No, perché Abloh, che ci piacesse o meno ha cambiato il modo di progettare la moda e i suoi contenuti in modo probabilmente irreversibile e molto al di là di un’influenza passeggera sulla forma di una t-shirt o sulle fortune di un logo.
È stata una figura che ha intercettato i desideri dei millenials e della gen Z regalando loro un’identità estetica che semplicemente diceva “ok, andate bene così (più o meno, of course), il vostro background, la vostra musica, il vostro stile di vita (quello che vorreste avere) va bene e d’ora in poi sarà il più desiderabile senza che nessuno vi rimproveri perché non è abbastanza elegante, innovativo, creativo o intellettualmente gratificante. E voi siete un modello da imitare.

Solo esteticamente, ovviamente, il potere rimane in altre mani, ça va sans dire.
Il potere, un certo tipo di potere mediatico e culturale all’ombra dell’industria del lusso, Abloh per un po’ l’ha raggiunto, ed è stato il primo nero ad arrivarci, nella moda, le cui capitali tradizionali fino a pochi anni fa erano quasi esclusivamente bianche e occidentali.
Ora, non si tornerà più indietro, e per fortuna.

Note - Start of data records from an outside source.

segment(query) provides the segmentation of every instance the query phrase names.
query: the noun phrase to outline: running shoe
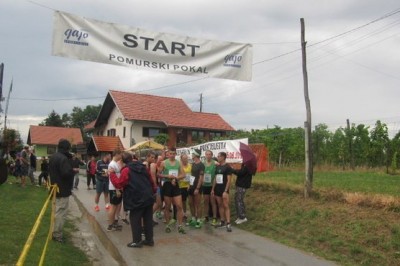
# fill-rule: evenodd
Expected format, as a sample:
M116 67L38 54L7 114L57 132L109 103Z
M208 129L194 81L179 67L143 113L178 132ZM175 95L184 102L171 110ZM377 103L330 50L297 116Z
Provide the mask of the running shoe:
M227 224L227 225L226 225L226 231L227 231L227 232L232 232L232 226L231 226L231 224Z
M183 234L183 235L186 234L186 231L185 231L185 229L183 228L182 225L179 225L179 226L178 226L178 232L181 233L181 234Z
M243 219L237 219L235 221L236 224L242 224L242 223L245 223L245 222L247 222L247 218L246 217L244 217Z
M198 220L194 227L199 229L199 228L201 228L201 225L202 225L202 222L200 220Z

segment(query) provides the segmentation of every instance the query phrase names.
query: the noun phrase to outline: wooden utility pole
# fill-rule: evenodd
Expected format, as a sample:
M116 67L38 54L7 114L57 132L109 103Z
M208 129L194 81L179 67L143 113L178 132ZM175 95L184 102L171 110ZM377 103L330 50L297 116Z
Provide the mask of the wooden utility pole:
M306 44L304 18L300 19L301 24L301 52L302 52L302 66L303 66L303 81L304 81L304 99L306 102L307 121L304 122L305 131L305 182L304 182L304 197L308 198L311 195L313 185L313 152L312 152L312 138L311 138L311 105L308 96L308 75L307 75L307 57L306 57Z
M347 138L349 140L350 169L354 170L354 154L353 154L353 134L350 128L350 120L347 119Z

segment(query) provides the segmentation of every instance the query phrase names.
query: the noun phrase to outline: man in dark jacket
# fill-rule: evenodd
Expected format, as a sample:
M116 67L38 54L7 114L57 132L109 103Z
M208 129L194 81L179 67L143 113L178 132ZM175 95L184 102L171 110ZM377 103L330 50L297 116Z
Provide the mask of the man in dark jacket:
M116 189L123 188L125 210L129 210L132 239L130 248L141 248L143 245L154 246L153 240L153 204L154 193L151 177L146 166L139 161L132 161L132 155L125 152L122 161L126 165L121 169L120 176L114 172L110 178ZM142 240L142 221L145 239Z
M253 174L247 168L245 164L242 164L239 170L235 170L236 174L236 192L235 192L235 207L238 218L236 219L236 224L242 224L247 222L246 217L246 208L244 205L244 196L246 193L246 189L250 188L251 180L253 178Z
M71 187L74 181L70 149L71 143L66 139L60 139L57 153L52 155L49 161L51 184L58 186L53 229L53 240L57 242L64 242L62 229L67 216L69 196L71 196Z

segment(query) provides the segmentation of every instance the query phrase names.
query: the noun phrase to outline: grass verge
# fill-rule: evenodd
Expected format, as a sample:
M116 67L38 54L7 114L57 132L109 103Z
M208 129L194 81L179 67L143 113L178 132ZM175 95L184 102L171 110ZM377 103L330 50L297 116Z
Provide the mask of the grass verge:
M10 177L0 186L1 227L0 265L15 265L32 230L33 225L46 201L48 192L43 187L27 185L20 187L15 178ZM46 242L50 227L51 203L33 240L25 265L37 265ZM45 265L90 265L89 259L71 241L71 232L75 230L71 221L64 226L67 242L65 244L49 242Z
M400 265L400 214L398 208L388 207L393 202L382 200L399 201L391 196L394 190L386 187L393 176L370 189L360 184L361 192L355 192L341 184L351 179L346 173L341 177L336 173L336 178L328 174L330 184L315 186L313 196L304 199L302 186L293 182L296 173L276 175L285 178L255 178L245 199L249 222L239 227L340 265ZM323 173L317 176L323 183ZM365 179L364 175L370 183Z

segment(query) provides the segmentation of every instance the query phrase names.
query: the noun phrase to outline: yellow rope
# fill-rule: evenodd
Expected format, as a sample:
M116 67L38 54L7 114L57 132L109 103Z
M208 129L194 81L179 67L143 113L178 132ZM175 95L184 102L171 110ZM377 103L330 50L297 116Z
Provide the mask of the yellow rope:
M48 188L50 189L50 184L48 182ZM56 210L56 194L58 192L58 186L57 184L53 185L53 189L51 190L51 194L53 194L52 200L51 200L51 216L50 216L50 227L49 227L49 233L47 234L47 239L46 239L46 243L44 244L43 247L43 251L42 251L42 255L40 256L40 262L39 262L39 266L42 266L44 263L44 258L46 256L46 251L47 251L47 246L49 244L49 241L52 237L53 234L53 228L54 228L54 214L55 214L55 210Z
M21 252L21 255L19 256L19 259L18 259L18 261L17 261L17 264L16 264L17 266L22 266L22 265L24 265L24 262L25 262L25 260L26 260L27 255L28 255L28 252L29 252L29 249L30 249L31 246L32 246L33 239L34 239L34 237L35 237L35 235L36 235L36 233L37 233L37 230L38 230L38 228L39 228L39 225L40 225L40 223L41 223L41 220L42 220L42 218L43 218L43 216L44 216L44 213L45 213L45 211L46 211L46 209L47 209L47 205L49 204L50 198L51 198L51 196L53 196L53 201L54 201L56 192L58 192L57 184L55 184L55 185L52 186L51 193L50 193L49 196L47 197L46 202L44 203L43 208L42 208L42 210L40 211L40 214L39 214L38 218L36 219L35 224L33 225L33 228L32 228L32 230L31 230L31 233L29 234L29 237L28 237L28 239L26 240L26 243L25 243L25 245L24 245L24 248L23 248L23 250L22 250L22 252ZM53 195L53 194L54 194L54 195ZM53 218L53 217L52 217L52 218ZM47 242L46 242L46 245L47 245ZM42 254L42 255L43 255L43 254Z

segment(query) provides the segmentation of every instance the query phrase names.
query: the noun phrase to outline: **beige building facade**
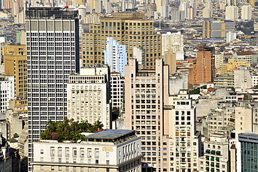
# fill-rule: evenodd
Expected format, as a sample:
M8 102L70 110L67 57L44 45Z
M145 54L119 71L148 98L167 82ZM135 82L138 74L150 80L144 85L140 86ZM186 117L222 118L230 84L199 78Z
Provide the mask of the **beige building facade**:
M169 68L162 59L155 69L137 69L136 59L126 65L126 129L142 137L143 171L169 171Z

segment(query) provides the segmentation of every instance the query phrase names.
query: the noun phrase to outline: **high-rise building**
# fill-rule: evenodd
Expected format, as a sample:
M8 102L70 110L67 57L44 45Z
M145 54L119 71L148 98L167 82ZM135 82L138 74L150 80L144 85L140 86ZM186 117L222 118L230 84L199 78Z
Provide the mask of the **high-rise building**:
M104 50L105 63L110 66L110 72L116 72L125 75L125 65L127 63L126 45L119 45L114 38L107 38L106 50Z
M86 67L69 76L67 84L68 118L111 127L110 71L107 65Z
M27 95L27 61L26 45L7 45L3 55L5 75L15 76L15 96Z
M110 73L111 81L111 100L112 108L120 109L124 111L124 87L125 78L119 72Z
M78 143L34 142L34 171L142 172L141 138L135 131L107 130L84 138Z
M252 6L251 5L245 5L242 6L241 19L244 20L252 19Z
M213 81L216 75L214 49L204 46L197 48L196 62L189 71L189 84L192 85Z
M226 38L226 33L235 30L235 22L217 19L205 21L202 25L202 37Z
M0 113L9 109L9 101L15 97L15 79L13 76L0 77Z
M82 34L83 66L105 63L107 37L126 45L128 58L132 58L134 47L142 47L147 68L155 68L155 59L161 58L161 36L153 33L153 20L145 19L144 13L115 13L112 17L100 17L100 24Z
M168 171L169 66L155 60L155 69L138 70L136 59L126 65L126 129L142 137L143 171Z
M173 105L169 105L173 104ZM196 111L187 90L169 97L170 171L194 171L201 155L201 132L196 130Z
M246 132L238 134L238 168L241 171L257 171L258 162L257 159L258 148L258 134Z
M229 6L226 7L225 19L228 20L236 20L238 19L238 7Z
M230 171L230 154L228 136L217 132L204 140L204 156L199 158L199 171Z
M67 116L66 83L69 75L79 70L77 14L61 8L26 11L29 162L33 157L32 142L40 139L48 121Z

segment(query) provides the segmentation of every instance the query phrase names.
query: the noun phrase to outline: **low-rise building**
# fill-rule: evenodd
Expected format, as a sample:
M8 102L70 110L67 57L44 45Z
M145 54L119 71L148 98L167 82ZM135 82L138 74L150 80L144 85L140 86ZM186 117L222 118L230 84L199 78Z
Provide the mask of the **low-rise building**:
M142 171L141 139L135 131L107 130L84 141L33 143L33 171Z

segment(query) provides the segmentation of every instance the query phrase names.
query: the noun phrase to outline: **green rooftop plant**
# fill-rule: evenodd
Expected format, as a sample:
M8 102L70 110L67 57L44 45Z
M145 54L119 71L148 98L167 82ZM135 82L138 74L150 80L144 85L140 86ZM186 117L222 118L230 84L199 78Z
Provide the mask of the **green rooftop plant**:
M50 120L45 130L41 133L41 139L43 140L57 140L77 141L84 140L84 136L82 132L96 132L101 131L103 125L100 121L93 124L88 121L74 121L73 119L66 118L63 121L53 122Z

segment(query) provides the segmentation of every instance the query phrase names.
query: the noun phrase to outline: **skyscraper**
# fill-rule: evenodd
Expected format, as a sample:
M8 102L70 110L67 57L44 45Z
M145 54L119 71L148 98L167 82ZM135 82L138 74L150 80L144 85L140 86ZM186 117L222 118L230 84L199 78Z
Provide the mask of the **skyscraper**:
M77 16L77 11L61 8L26 11L29 162L33 160L32 142L47 122L67 116L66 83L70 74L79 72Z
M168 171L169 66L155 60L155 69L138 70L136 59L126 65L126 129L142 136L142 171Z
M134 47L142 47L146 68L155 68L155 59L161 58L161 36L153 33L153 20L145 19L144 13L128 11L100 17L100 24L91 24L89 32L82 34L84 66L104 64L107 37L126 45L128 58L133 57Z
M189 84L200 84L213 81L215 77L215 53L212 47L199 46L196 63L189 72Z

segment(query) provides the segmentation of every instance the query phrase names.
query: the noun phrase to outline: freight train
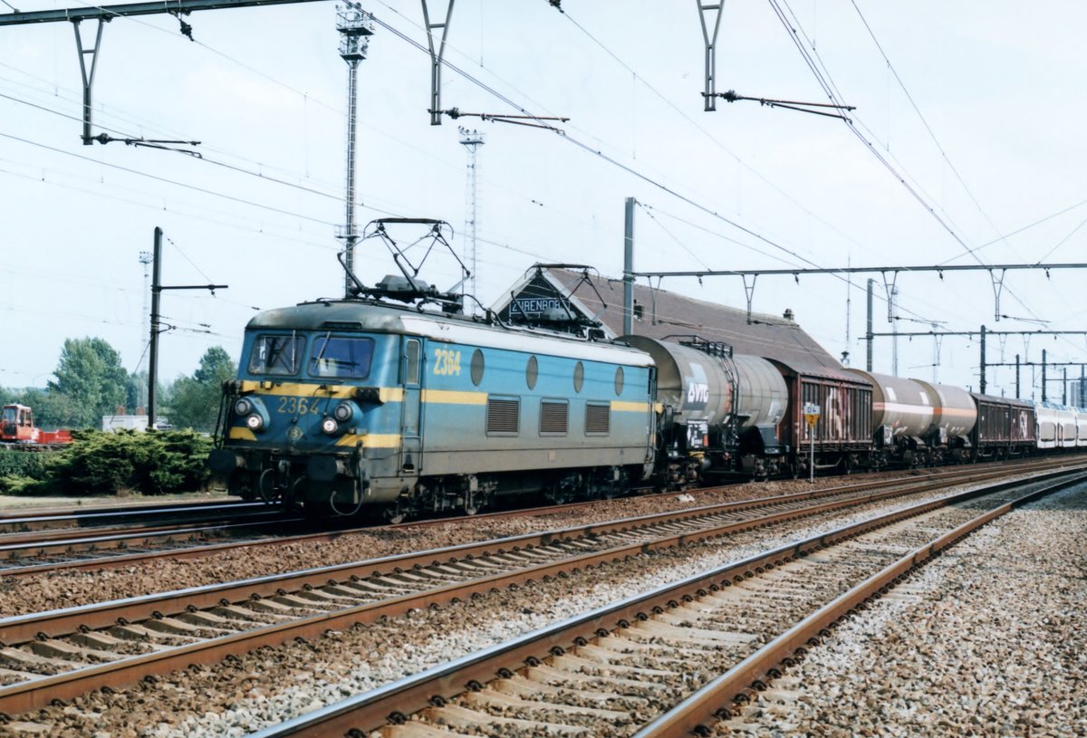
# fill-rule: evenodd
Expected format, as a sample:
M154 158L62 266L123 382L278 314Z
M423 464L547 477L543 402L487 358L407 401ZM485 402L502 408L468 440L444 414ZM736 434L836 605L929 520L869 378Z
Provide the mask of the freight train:
M697 336L513 326L464 315L407 272L359 292L250 321L209 460L230 492L399 521L512 495L558 503L809 464L846 474L1087 448L1087 412L1074 409L739 355Z

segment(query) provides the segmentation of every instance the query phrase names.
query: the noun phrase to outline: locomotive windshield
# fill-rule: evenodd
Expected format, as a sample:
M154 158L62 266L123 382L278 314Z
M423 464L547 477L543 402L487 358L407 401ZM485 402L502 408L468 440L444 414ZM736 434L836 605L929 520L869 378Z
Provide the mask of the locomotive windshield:
M249 353L252 374L298 374L305 339L301 336L258 336Z
M309 373L311 377L364 379L373 355L373 338L322 336L313 342Z

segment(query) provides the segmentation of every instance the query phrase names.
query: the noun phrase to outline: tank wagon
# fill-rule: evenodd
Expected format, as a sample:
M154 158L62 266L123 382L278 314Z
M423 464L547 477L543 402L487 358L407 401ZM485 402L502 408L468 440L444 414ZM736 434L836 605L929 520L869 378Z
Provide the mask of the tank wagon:
M402 271L374 288L348 271L354 297L250 321L209 460L229 491L399 521L507 496L562 502L807 475L812 463L850 473L1087 447L1087 412L1074 408L735 354L697 336L513 327L464 315L462 296ZM809 404L821 411L811 426Z
M239 367L210 463L242 497L399 520L608 497L652 468L655 373L624 346L321 301L254 317Z

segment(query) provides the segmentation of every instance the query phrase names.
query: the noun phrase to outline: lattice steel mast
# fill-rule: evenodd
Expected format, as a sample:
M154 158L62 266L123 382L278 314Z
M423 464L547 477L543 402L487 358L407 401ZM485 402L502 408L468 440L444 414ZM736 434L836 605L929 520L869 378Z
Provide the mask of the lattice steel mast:
M370 37L374 34L374 17L358 3L346 2L336 7L336 29L340 33L340 58L347 62L347 182L343 192L343 227L337 238L343 241L343 263L347 275L343 277L343 297L351 297L353 283L351 273L354 271L354 247L359 242L359 233L354 224L355 198L355 124L359 114L359 62L366 58Z
M478 130L468 130L464 126L460 127L461 143L468 150L468 187L467 187L467 220L464 223L464 234L468 240L468 264L472 276L468 277L468 290L472 297L479 299L478 284L476 275L479 274L479 259L476 243L476 226L479 224L478 212L478 163L476 153L484 145L484 135ZM473 302L473 304L475 304Z

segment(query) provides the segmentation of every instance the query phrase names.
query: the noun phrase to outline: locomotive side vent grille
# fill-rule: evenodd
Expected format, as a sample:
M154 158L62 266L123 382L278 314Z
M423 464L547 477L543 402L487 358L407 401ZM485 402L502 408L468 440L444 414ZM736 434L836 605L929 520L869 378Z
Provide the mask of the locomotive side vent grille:
M565 436L570 421L570 403L565 400L540 401L540 435Z
M487 433L516 435L521 427L521 400L517 398L487 398Z
M585 435L607 436L610 431L611 403L587 403L585 405Z

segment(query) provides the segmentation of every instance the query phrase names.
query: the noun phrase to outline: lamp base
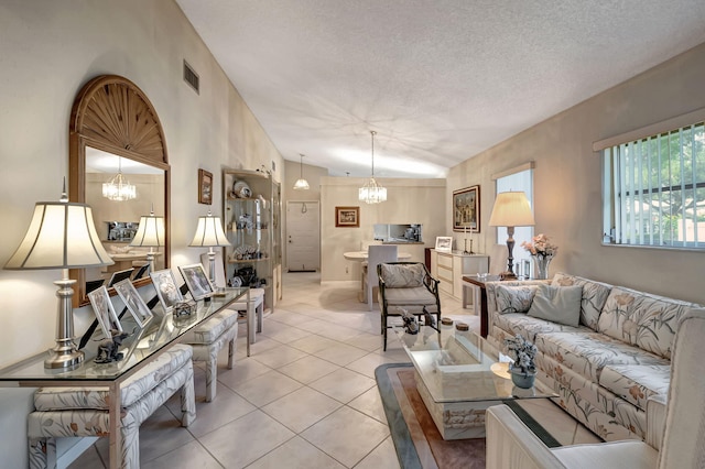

Chi come me è “generazione X” non capisce, o si deve applicare molto, per capire: è normale, in fondo rimpiangiamo l’arbitrarietà creativa del designer visionario che una volta ci apriva una finestra su una divagazione di un romanticismo perfetto e crudele e un’altra ci sprofondava in uno scenario post-industriale e futuribile; ora ci proponeva il decorativismo estremo e l’accumulazione e ora un minimalismo siderale e algido.

Un altro mondo, lontanissimo dal catalogo di capi dichiaratamente derivativi ma riprogettati e rivisti, scelti proprio perché già apprezzati, di Abloh.
Un dj, poi, neppure uno stilista.
Per questo i commenti affranti di tanti che si susseguono da domenica sera mi suonano un po’ fastidiosi: bisogna essere veramente misurati per scrivere in modo sincero  la verità più lampante, e cioè che non si dovrebbe morire a 41 anni.
Per nessun motivo.

Grazie Virgil, anche di averci fatto arrabbiare e discutere.